E acrescentou os seguintes artigos: 12. A qual foi recepcionada pela ré conforme posteriormente foi confirmado pelo autor por contacto telefónico com a ré. 13. Na referida carta, o autor advertiu a ré de que caso esta não comparecesse no dia, hora e local, indicados, a fim de outorgarem a mencionada escritura pública de compra e venda, esta incumpriria definitivamente o contrato-promessa de compra e venda celebrado e, em consequência, consideraria imediatamente resolvido o contrato-promessa celebrado. 14. Conforme se prova pelo teor da referida carta e respectivo talão de registo, que ora se junta e cujo conteúdo aqui se dá integralmente por reproduzido para todos os legais efeitos como doc. 2 [carta e registo].

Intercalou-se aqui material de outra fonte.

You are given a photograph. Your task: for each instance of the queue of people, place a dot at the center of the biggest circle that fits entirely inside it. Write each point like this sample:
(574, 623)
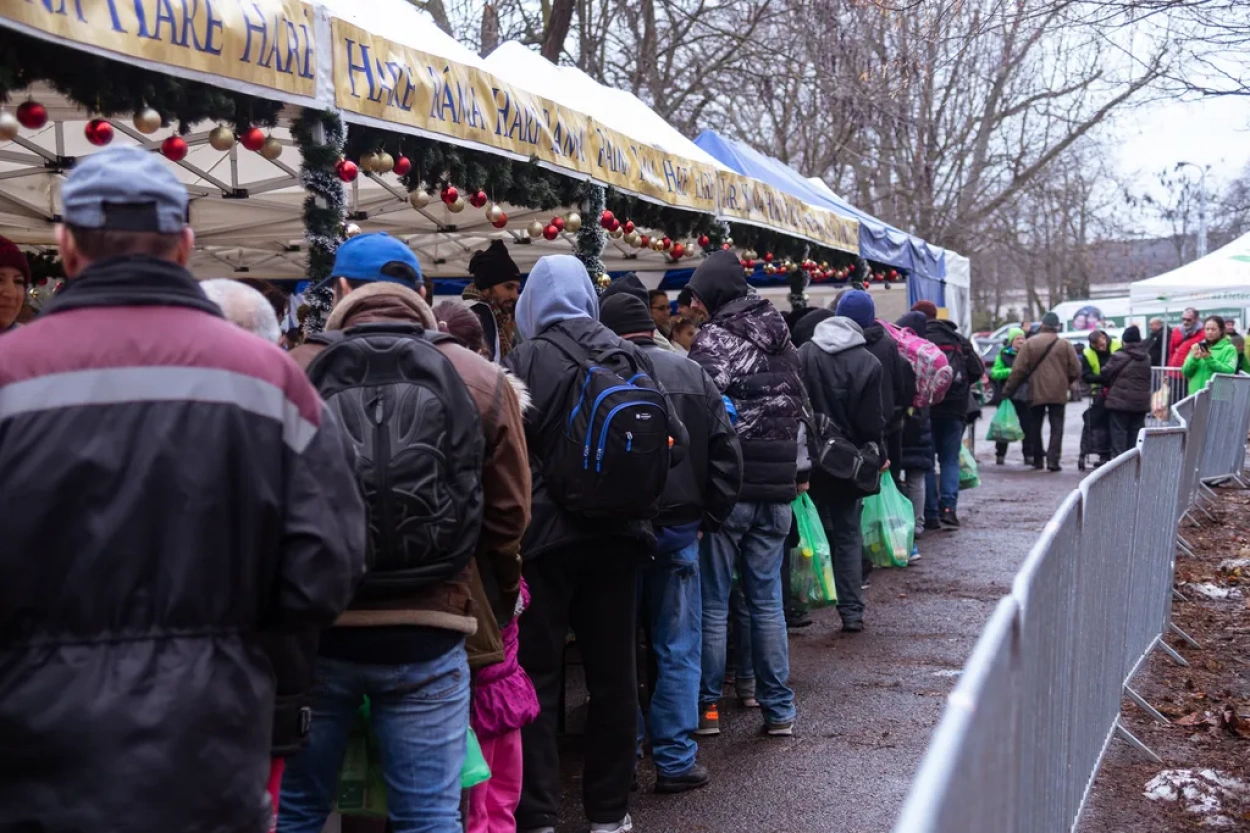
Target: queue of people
(221, 553)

Perante isto, a C-SA apresentou uma nova contestação, que identificou como 2.ª, onde impugnou os factos em causa e onde deduziu reconvenção contra o autor, pedindo a condenação deste a pagar-lhe a título de indemnização a quantia de 14.807,97€ acrescida de juros de mora à taxa legal, decorrente do facto do autor ocupar a fracção sem autorização e conhecimento da C-SA, causando a esta prejuízos.

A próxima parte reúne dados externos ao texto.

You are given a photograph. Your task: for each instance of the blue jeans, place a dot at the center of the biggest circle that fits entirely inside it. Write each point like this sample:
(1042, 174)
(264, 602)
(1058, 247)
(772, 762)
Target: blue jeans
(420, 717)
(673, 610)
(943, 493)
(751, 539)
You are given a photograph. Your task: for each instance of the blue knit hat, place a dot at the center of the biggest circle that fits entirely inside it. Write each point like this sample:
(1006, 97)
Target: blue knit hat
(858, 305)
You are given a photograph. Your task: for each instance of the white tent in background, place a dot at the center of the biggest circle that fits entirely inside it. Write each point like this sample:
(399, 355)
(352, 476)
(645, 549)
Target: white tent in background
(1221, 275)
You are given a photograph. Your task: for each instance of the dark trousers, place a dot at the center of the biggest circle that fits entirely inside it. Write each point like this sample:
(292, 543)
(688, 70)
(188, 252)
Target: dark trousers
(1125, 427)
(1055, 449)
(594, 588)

O autor apresentou réplica.
A reconvenção foi alvo do seguinte despacho de 08/09/2017, de-pois de se ter feito uma síntese do processado e articulados (transcreve-se apenas na parte que importa ao caso):
Nos termos do disposto no artigo 583/1 do CPC a reconvenção é deduzida separadamente na contestação.

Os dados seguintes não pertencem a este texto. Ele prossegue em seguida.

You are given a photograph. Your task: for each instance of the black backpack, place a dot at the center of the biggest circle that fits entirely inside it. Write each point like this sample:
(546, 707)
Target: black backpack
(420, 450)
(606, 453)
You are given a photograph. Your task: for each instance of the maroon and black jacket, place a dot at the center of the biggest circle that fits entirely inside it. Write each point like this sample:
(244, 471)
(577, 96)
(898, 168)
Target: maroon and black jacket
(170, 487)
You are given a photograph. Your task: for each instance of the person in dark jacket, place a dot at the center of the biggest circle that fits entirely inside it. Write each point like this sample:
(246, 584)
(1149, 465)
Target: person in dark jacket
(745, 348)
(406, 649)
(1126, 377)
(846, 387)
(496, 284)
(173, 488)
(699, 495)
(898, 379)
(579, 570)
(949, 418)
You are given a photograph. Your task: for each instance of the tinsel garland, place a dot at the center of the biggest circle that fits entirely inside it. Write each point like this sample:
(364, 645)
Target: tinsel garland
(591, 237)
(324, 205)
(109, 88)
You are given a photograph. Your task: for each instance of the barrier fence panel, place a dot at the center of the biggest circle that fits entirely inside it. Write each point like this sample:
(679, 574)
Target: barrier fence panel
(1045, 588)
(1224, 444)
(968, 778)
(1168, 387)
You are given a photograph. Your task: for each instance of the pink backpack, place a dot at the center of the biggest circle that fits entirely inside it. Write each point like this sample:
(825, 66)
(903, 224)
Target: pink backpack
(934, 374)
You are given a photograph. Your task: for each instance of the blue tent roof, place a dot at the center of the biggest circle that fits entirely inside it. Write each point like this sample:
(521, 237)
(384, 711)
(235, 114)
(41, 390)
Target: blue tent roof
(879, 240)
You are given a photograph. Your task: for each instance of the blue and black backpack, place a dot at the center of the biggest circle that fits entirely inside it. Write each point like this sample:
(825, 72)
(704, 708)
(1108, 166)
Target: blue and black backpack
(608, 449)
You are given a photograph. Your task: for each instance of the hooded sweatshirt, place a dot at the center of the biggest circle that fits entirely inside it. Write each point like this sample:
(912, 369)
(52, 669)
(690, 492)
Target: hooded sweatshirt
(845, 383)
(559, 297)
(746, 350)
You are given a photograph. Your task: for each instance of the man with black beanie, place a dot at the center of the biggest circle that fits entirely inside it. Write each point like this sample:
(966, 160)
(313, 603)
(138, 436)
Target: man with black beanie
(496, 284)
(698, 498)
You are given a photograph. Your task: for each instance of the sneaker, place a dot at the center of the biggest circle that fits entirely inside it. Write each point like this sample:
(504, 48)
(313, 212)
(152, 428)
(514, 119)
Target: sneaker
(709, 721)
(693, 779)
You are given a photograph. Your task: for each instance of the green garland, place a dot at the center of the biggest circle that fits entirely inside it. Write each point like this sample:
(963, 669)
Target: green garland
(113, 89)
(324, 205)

No caso em apreço o pedido reconvencional não foi formulado com a contestação, mas sim em sede de exercício do contraditório quanto a factos alegados pelo autor na sequência do convite que lhe foi dirigido. A tanto acresce que o pedido reconvencional não se reporta aos factos constantes da resposta ao convite (que apenas respeitou à perda de interesse e conversão da mora em incumprimento definitivo).
A reconvenção apresentada pela chamada não foi deduzida em momento próprio, ou seja, com a contestação, mas sim em momento posterior e já em sede de exercício de contraditório.
Nestes termos, e por não ter sido deduzido em tempo não admito o pedido reconvencional deduzido pela chamada.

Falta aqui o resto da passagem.